IPA Consulting Services is a preferred partner to many organizations in the Pharmaceutical, biotechnology, API, veterinary, and Natural Health Products across the world and is known for its quality, professionalism, performance and solutions.

Dedication to quality, personalized support and the success of your projects are the key for our success. You receive a cost effective validation strategy while providing the highest quality service conducted with the strictest confidentiality.

Our highly experienced validation associates have both skills and commitment to provide a superior service required to meet all of your validation and calibration, qualification, and commissioning needs in order for your organization to remain competitive, dynamic and achieve a new level of confidence.
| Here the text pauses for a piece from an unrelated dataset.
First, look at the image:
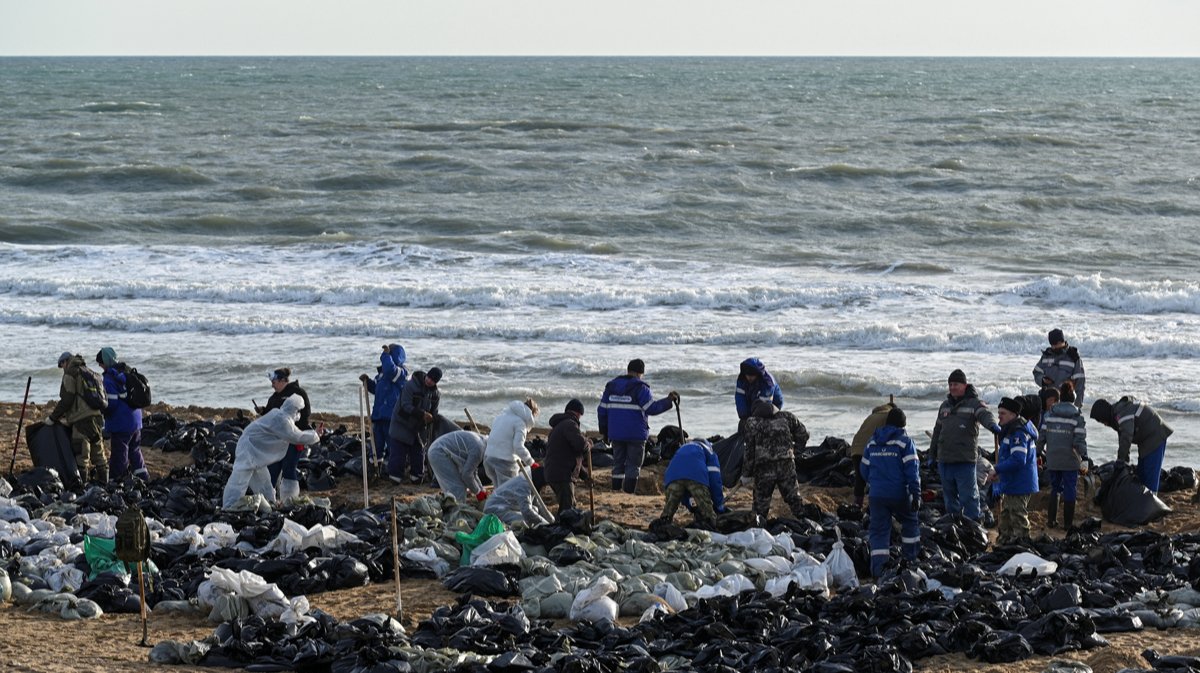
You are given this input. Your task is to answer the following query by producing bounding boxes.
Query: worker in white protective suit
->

They have worked with many facilities, systems and equipment including; (WFI, clean compressed air, and HVAC), Aseptic Systems (autoclaves, depyrogenation ovens and tunnels, cleanrooms, vial washers); Biotech Systems (bioreactors and fermentors, cell harvest), APIs (reactors, mills, centrifuges) and Solid and Liquid Dosage products (blenders, tablet presses, solution prep, liquid fill machines).

By providing hands-on validation support, qualification templates, preparation and execution of validation and compliance documents, we can relieve short term workloads that can exceed your available resources.

We offer a comprehensive list of services including; Cleaning Validation, Process Validation, Computer Validation, Facility Qualification, Equipment Qualification, Temperature Mapping and much more.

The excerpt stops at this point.